No documento encaminhado ao STF, os advogados detalham que o objetivo da cirurgia é corrigir lesões identificadas no manguito rotador, estrutura composta por músculos e tendões que envolvem a articulação do ombro. Eles destacam que o procedimento pode demandar não apenas a intervenção cirúrgica em si, mas também etapas anteriores e posteriores, incluindo todos os preparativos, o período pré-operatório, a internação hospitalar, a própria realização da cirurgia, além do acompanhamento pós-operatório e da reabilitação médica.

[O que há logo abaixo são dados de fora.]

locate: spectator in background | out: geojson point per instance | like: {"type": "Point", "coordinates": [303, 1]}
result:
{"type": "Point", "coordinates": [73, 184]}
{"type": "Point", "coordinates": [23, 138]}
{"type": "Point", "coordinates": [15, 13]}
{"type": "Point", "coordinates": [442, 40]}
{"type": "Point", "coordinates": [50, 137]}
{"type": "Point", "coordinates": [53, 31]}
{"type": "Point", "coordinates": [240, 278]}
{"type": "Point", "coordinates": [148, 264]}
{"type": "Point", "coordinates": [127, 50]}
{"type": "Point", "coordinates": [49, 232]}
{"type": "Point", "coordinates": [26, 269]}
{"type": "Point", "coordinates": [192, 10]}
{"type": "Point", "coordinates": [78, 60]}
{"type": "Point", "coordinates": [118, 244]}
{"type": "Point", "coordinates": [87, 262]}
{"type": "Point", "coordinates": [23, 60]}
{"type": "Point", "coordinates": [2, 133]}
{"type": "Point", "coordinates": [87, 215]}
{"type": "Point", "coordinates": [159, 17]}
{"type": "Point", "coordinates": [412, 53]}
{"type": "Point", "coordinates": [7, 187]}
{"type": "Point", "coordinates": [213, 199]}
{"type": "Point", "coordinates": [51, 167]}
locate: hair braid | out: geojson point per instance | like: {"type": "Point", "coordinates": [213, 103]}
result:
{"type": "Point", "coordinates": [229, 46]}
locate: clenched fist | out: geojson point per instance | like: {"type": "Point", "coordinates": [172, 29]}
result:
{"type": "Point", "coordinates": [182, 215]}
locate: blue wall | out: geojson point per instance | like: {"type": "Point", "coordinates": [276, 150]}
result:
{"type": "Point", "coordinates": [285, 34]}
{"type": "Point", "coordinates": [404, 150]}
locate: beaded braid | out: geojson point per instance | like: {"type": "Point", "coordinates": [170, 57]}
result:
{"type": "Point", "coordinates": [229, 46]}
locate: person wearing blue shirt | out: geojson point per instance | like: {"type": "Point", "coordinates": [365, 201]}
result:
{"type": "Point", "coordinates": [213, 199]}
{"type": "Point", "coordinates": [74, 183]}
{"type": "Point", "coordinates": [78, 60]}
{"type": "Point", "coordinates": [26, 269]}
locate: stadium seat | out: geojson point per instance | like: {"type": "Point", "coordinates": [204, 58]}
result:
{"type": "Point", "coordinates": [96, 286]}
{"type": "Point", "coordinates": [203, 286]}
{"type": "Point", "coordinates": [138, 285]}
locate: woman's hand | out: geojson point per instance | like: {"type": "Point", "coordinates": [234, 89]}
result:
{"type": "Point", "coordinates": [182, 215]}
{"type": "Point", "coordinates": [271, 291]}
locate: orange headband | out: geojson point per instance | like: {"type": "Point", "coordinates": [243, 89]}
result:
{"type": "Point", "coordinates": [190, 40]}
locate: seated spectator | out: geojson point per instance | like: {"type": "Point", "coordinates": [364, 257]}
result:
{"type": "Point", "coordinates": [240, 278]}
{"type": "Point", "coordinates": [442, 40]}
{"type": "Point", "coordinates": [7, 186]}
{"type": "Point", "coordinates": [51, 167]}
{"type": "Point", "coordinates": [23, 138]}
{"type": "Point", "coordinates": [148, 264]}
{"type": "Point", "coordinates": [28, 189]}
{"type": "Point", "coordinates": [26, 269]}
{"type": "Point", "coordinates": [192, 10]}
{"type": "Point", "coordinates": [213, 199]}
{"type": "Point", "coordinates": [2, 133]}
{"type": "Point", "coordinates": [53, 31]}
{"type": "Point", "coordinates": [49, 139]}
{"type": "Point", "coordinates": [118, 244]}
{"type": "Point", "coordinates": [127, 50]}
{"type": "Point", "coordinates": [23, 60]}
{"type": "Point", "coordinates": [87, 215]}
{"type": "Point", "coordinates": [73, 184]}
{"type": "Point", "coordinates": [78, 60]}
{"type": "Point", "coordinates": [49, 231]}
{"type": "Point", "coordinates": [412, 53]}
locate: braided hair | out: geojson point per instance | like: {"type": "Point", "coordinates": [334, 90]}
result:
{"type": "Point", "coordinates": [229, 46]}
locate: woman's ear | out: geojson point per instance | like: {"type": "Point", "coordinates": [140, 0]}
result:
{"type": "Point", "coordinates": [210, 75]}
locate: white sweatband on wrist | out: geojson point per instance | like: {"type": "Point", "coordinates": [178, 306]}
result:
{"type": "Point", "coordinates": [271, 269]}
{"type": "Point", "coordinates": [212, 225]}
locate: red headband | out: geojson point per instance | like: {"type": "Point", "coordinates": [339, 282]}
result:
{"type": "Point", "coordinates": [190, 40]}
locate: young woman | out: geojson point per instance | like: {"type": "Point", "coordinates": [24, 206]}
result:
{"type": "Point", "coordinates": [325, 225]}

A defesa justificou o pedido de autorização alegando razões médicas e solicitou que a análise do caso seja feita em caráter de urgência. Segundo os advogados, é fundamental que o ex-presidente tenha acesso a todo o tratamento necessário, englobando desde as etapas preparatórias até a completa reabilitação após o procedimento.
De acordo com o rito processual, após o posicionamento do ministro Alexandre de Moraes sobre o pedido, a decisão deverá ser submetida à Primeira Turma do Supremo Tribunal Federal para confirmação.
Em setembro do ano anterior, Bolsonaro foi sentenciado a cumprir 27 anos e três meses de detenção em regime fechado. A condenação ocorreu sob a acusação de ter comandado uma tentativa de golpe de Estado, com o intuito de permanecer na liderança do país.
Já em março, o ministro Alexandre de Moraes concedeu a Jair Bolsonaro o benefício da prisão domiciliar, fundamentando-se em questões humanitárias. Essa decisão foi tomada após o ex-presidente ter sido internado de maneira emergencial em uma Unidade de Terapia Intensiva de um hospital particular em Brasília, diagnosticado com broncopneumonia.
Anteriormente à concessão da prisão domiciliar, Bolsonaro estava detido em um espaço especial no 19º Batalhão da Polícia Militar do Distrito Federal, local conhecido popularmente como Papudinha, devido à proximidade com o Complexo Penitenciário da Papuda.